教会に行く度に思い出す話
これは、道徳の授業などでも教材にされることのある、よく知られた話である。皆ワインを入れるんだし、自分だけ誤魔化しても大丈夫だろう……村人全員がそう思っていた。その結果として、樽は水で満たされていた、という話である。ある村での話。長年村のために尽力している村長さんの永年勤続のお祝いをしよう、という話になって、村人達から、村長に何かプレゼントをしようということになりました。決して裕福ではない村で、あまり高価な記念品を買うこともできそうになく、皆で話し合った結果、ワインを贈ろうということになりました。
村の広場に、空の樽がひとつ置かれました。つまり、皆が家のワインを持ち寄ってこの樽に入れていき、樽が一杯になったら、栓をして、村長にプレゼントすればいいだろう……という考えだったわけです。しばらくして樽は一杯に満たされ、数人の村人がこの樽を村長の家まで運びました。
樽を贈られた日の夜。村長は、早速ワインをいただくことにしました。樽の中身をカップに注ぎ、にこにこしながらそれを口に含んだ次の瞬間、村長が顔をしかめました。彼の口に入っていたのは、ただの水だったのです。
所属教会のミサに行く度に、僕はこの話を思い出さずにはおれない。とにかく、この教会の会衆は、祈りの言葉も、聖歌も、悉く自らの意志を以て口にすることがない。だから、統制は取れないし、いつもモヤモヤとした感じで、何を言っているのか判然としない。歌に至っては、ちゃんと声を出して歌っていると奇異の目でみられる程である。
このような状況になってしまう理由は何だろうか。それは簡単な話である。皆唱えるんだから、皆歌うんだから、自分だけがそれを声にしなくとも大丈夫だ……皆がそう思っているからである。しかし、日曜の朝、普通の人が家でブランチでも食べているような時間に、こうやって一堂に会しているのは何の為なのだろうか? この人々は、一体何をしにここに来ているのだろうか?

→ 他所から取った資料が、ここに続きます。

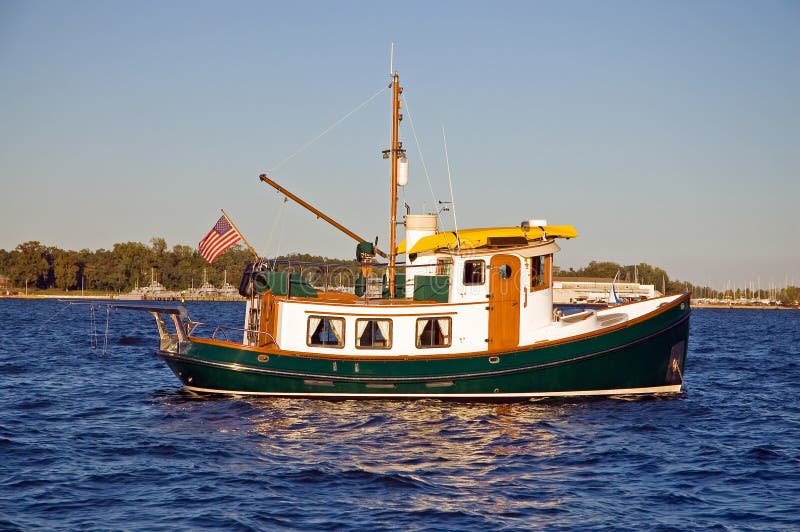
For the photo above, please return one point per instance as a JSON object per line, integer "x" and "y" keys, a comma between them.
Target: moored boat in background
{"x": 468, "y": 315}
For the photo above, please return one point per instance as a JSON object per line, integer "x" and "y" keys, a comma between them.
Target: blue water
{"x": 109, "y": 441}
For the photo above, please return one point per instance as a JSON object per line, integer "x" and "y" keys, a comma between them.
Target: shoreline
{"x": 123, "y": 297}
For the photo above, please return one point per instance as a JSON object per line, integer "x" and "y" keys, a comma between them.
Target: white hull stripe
{"x": 673, "y": 388}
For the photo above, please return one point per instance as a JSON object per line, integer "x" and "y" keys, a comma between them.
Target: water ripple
{"x": 109, "y": 441}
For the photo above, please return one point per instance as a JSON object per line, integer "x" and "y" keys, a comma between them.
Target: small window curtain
{"x": 444, "y": 327}
{"x": 337, "y": 326}
{"x": 384, "y": 326}
{"x": 361, "y": 326}
{"x": 313, "y": 324}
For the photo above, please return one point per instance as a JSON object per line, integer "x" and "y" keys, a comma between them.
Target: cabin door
{"x": 504, "y": 276}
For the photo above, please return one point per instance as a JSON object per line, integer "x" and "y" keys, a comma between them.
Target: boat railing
{"x": 227, "y": 333}
{"x": 343, "y": 276}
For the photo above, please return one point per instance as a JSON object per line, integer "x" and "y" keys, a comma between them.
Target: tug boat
{"x": 467, "y": 315}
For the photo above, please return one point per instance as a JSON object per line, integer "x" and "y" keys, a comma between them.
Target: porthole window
{"x": 473, "y": 272}
{"x": 433, "y": 332}
{"x": 373, "y": 334}
{"x": 325, "y": 331}
{"x": 540, "y": 272}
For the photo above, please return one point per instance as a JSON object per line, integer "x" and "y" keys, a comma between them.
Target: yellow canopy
{"x": 476, "y": 238}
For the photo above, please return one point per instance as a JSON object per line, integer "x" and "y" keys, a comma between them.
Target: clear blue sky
{"x": 665, "y": 132}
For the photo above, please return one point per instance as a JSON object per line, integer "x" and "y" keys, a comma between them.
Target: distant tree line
{"x": 125, "y": 266}
{"x": 130, "y": 264}
{"x": 647, "y": 274}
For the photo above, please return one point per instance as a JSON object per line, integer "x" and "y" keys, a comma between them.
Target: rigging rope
{"x": 421, "y": 158}
{"x": 105, "y": 338}
{"x": 93, "y": 329}
{"x": 326, "y": 131}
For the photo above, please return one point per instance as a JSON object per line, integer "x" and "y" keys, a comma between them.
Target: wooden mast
{"x": 316, "y": 211}
{"x": 395, "y": 150}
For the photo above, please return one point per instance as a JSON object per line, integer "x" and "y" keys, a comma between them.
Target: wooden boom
{"x": 316, "y": 211}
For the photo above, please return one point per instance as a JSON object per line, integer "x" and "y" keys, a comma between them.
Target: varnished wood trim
{"x": 389, "y": 316}
{"x": 684, "y": 298}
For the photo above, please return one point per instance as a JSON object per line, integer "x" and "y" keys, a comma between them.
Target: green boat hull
{"x": 647, "y": 356}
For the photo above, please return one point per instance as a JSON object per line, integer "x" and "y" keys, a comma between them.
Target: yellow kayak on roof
{"x": 476, "y": 238}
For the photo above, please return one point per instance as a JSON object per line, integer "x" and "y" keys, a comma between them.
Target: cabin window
{"x": 443, "y": 266}
{"x": 325, "y": 331}
{"x": 373, "y": 334}
{"x": 433, "y": 332}
{"x": 540, "y": 272}
{"x": 473, "y": 272}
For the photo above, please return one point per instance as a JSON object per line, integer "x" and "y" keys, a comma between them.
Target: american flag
{"x": 221, "y": 237}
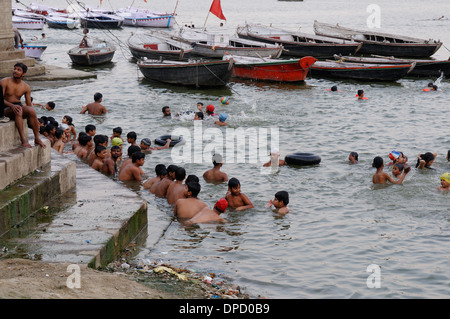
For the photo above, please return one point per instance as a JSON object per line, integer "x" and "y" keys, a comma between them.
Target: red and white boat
{"x": 27, "y": 23}
{"x": 33, "y": 51}
{"x": 278, "y": 70}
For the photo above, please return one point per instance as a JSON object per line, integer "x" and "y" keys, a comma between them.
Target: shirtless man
{"x": 176, "y": 190}
{"x": 207, "y": 215}
{"x": 13, "y": 89}
{"x": 190, "y": 205}
{"x": 381, "y": 177}
{"x": 235, "y": 198}
{"x": 161, "y": 189}
{"x": 110, "y": 165}
{"x": 133, "y": 171}
{"x": 215, "y": 174}
{"x": 95, "y": 108}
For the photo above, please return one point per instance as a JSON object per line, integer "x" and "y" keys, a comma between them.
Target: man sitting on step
{"x": 13, "y": 88}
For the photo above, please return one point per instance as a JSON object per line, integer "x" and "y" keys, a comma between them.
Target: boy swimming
{"x": 237, "y": 200}
{"x": 381, "y": 177}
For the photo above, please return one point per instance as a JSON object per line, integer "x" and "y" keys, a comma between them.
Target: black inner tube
{"x": 302, "y": 159}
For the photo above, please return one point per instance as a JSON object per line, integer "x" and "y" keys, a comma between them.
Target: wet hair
{"x": 51, "y": 105}
{"x": 427, "y": 157}
{"x": 133, "y": 149}
{"x": 69, "y": 120}
{"x": 194, "y": 188}
{"x": 192, "y": 178}
{"x": 137, "y": 156}
{"x": 58, "y": 133}
{"x": 165, "y": 108}
{"x": 99, "y": 148}
{"x": 158, "y": 169}
{"x": 233, "y": 182}
{"x": 97, "y": 96}
{"x": 200, "y": 115}
{"x": 89, "y": 127}
{"x": 180, "y": 174}
{"x": 377, "y": 162}
{"x": 171, "y": 168}
{"x": 132, "y": 135}
{"x": 84, "y": 139}
{"x": 22, "y": 66}
{"x": 282, "y": 196}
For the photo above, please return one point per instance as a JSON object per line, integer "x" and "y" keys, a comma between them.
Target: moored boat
{"x": 33, "y": 51}
{"x": 155, "y": 45}
{"x": 189, "y": 73}
{"x": 360, "y": 71}
{"x": 277, "y": 70}
{"x": 298, "y": 44}
{"x": 381, "y": 43}
{"x": 136, "y": 17}
{"x": 423, "y": 68}
{"x": 218, "y": 44}
{"x": 27, "y": 23}
{"x": 99, "y": 53}
{"x": 100, "y": 19}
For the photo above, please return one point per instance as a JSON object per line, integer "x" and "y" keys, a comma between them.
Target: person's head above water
{"x": 377, "y": 162}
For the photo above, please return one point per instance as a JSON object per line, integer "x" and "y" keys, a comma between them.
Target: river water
{"x": 340, "y": 227}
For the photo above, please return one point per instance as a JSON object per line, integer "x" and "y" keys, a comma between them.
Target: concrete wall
{"x": 6, "y": 32}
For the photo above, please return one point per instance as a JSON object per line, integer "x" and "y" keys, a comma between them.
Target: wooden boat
{"x": 381, "y": 43}
{"x": 136, "y": 17}
{"x": 191, "y": 73}
{"x": 423, "y": 68}
{"x": 99, "y": 53}
{"x": 155, "y": 45}
{"x": 27, "y": 24}
{"x": 33, "y": 51}
{"x": 100, "y": 19}
{"x": 360, "y": 71}
{"x": 298, "y": 44}
{"x": 264, "y": 69}
{"x": 58, "y": 20}
{"x": 216, "y": 45}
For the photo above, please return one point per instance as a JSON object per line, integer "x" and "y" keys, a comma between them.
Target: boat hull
{"x": 362, "y": 73}
{"x": 90, "y": 56}
{"x": 33, "y": 51}
{"x": 152, "y": 22}
{"x": 303, "y": 49}
{"x": 100, "y": 24}
{"x": 294, "y": 70}
{"x": 201, "y": 74}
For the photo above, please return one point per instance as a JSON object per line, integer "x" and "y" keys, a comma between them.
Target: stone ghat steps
{"x": 17, "y": 161}
{"x": 99, "y": 219}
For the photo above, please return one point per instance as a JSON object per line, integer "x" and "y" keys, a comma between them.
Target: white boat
{"x": 33, "y": 51}
{"x": 27, "y": 23}
{"x": 62, "y": 21}
{"x": 136, "y": 17}
{"x": 217, "y": 44}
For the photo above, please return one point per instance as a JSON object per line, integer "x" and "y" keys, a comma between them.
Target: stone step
{"x": 29, "y": 194}
{"x": 12, "y": 55}
{"x": 9, "y": 136}
{"x": 95, "y": 222}
{"x": 19, "y": 161}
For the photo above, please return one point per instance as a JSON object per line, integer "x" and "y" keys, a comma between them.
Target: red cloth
{"x": 216, "y": 9}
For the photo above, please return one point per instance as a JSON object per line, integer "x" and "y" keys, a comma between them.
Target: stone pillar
{"x": 6, "y": 32}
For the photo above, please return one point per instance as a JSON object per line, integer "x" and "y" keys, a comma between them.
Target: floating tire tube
{"x": 302, "y": 159}
{"x": 175, "y": 139}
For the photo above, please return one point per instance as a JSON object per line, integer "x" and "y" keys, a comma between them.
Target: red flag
{"x": 216, "y": 9}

それは、聖体拝領のときに明らかになる。あれ程主体性をみせず、怠惰であった人々が、聖体拝領のときだけは皆並び、ホスチアを口にするのである。なるほど、彼等にとってミサとはホスチアを食うことで、彼等はホスチアを食いにここに来ているのであろう。そうに違いあるまい。
しかし、そんな人々に聖体の霊性なんてものが本当に齎されるのか? 僕には到底そうは思われない。だから、僕は周囲に奇異の目で見られながらも、祈り、歌い、そして聖体を戴く。周囲の連中がどんなであったとしても、僕は断じて、ホスチアを食いに教会に来ているのではないのだ。彼等に迎合していたら、自分が駄目になってしまう。樽に水を入れるような真似だけは、僕はしたくはないのである。